The plasma level of LDL cholesterol decreased by 26% from (mean (SEM)) 2.19 (0.29) to 1.63 (0.17) mmol/l during the LDL apheresis while high density lipoprotein (HDL) cholesterol in plasma was unaffected. During LDL apheresis apolipoprotein B containing lipoproteins bind to the column, causing a significant decrease of not only plasma LDL but also of VLDL cholesterol. The secretion rate of bile acids decreased significantly by 31% from 131 (38) to 90 (16) mumol/15 minutes (p = 0.045). The output of phospholipids also decreased by 19%. The biliary secretion rate of cholesterol was not, however, affected by the plasma LDL apheresis.
The results suggest that, in patients with cholesterol gallstones and complete biliary drainage, lowering of plasma LDL and VLDL cholesterol reduces the biliary secretion rate--synthesis--of bile acids without affecting the biliary secretion rate of cholesterol.
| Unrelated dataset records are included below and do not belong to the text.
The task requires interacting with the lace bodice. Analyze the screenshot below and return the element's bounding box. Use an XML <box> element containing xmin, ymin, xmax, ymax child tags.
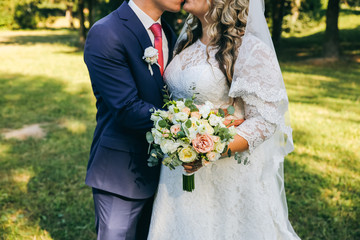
<box><xmin>148</xmin><ymin>36</ymin><xmax>299</xmax><ymax>240</ymax></box>
<box><xmin>164</xmin><ymin>38</ymin><xmax>278</xmax><ymax>153</ymax></box>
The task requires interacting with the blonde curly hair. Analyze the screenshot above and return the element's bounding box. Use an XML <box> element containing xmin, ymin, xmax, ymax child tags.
<box><xmin>176</xmin><ymin>0</ymin><xmax>249</xmax><ymax>84</ymax></box>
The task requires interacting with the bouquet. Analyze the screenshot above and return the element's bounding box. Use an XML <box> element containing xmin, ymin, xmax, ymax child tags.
<box><xmin>146</xmin><ymin>93</ymin><xmax>236</xmax><ymax>192</ymax></box>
肝脏是人体胆固醇代谢的关键器官。它是唯一能使大量胆固醇从体内排出的器官,要么直接以游离胆固醇的形式排入胆汁,要么先转化为胆汁酸后再排出。体内胆固醇合成的主要部分发生在肝脏。肝脏也从血浆脂蛋白中摄取胆固醇。新合成的胆固醇和血浆脂蛋白胆固醇分别对胆汁酸合成和胆汁胆固醇分泌的相对贡献尚不清楚。
确定快速降低血浆低密度脂蛋白(LDL)和极低密度脂蛋白(VLDL)胆固醇如何影响胆固醇结石且胆汁完全引流患者的胆汁胆固醇和胆汁酸分泌率。在这个肠肝循环完全中断的模型中,胆汁酸的分泌量等于肝脏中胆汁酸的新合成量。
8例胆固醇型胆总管结石患者,接受传统胆囊切除术和胆总管切开取石术。
手术时,将连接T管的可球囊阻塞的Foley导管插入胆管,球囊置于T管远端肢体的后方。T管用于外部引流胆汁。术后1周,将Foley导管球囊充气,实现胆汁完全引流。球囊充气12小时后进行2小时的血浆LDL去除术。在去除术前1小时开始,至去除术结束后2小时,每隔15分钟收集一次胆汁。在收集胆汁期间,多次分析血浆脂质。
在LDL去除术期间,血浆LDL胆固醇水平从(均值(标准误))2.19(0.29)mmol/L降至1.63(0.17)mmol/L,降幅为26%,而血浆高密度脂蛋白(HDL)胆固醇未受影响。在LDL去除术期间,含载脂蛋白B的脂蛋白与柱结合,导致不仅血浆LDL而且VLDL胆固醇显著降低。胆汁酸分泌率从131(38)显著降低31%至90(16)μmol/15分钟(p = 0.045)。磷脂的输出量也降低了19%。然而,胆汁胆固醇分泌率不受血浆LDL去除术的影响。
结果表明,在胆固醇结石且胆汁完全引流的患者中,降低血浆LDL和VLDL胆固醇可降低胆汁酸的胆汁分泌率——合成率——而不影响胆汁胆固醇分泌率。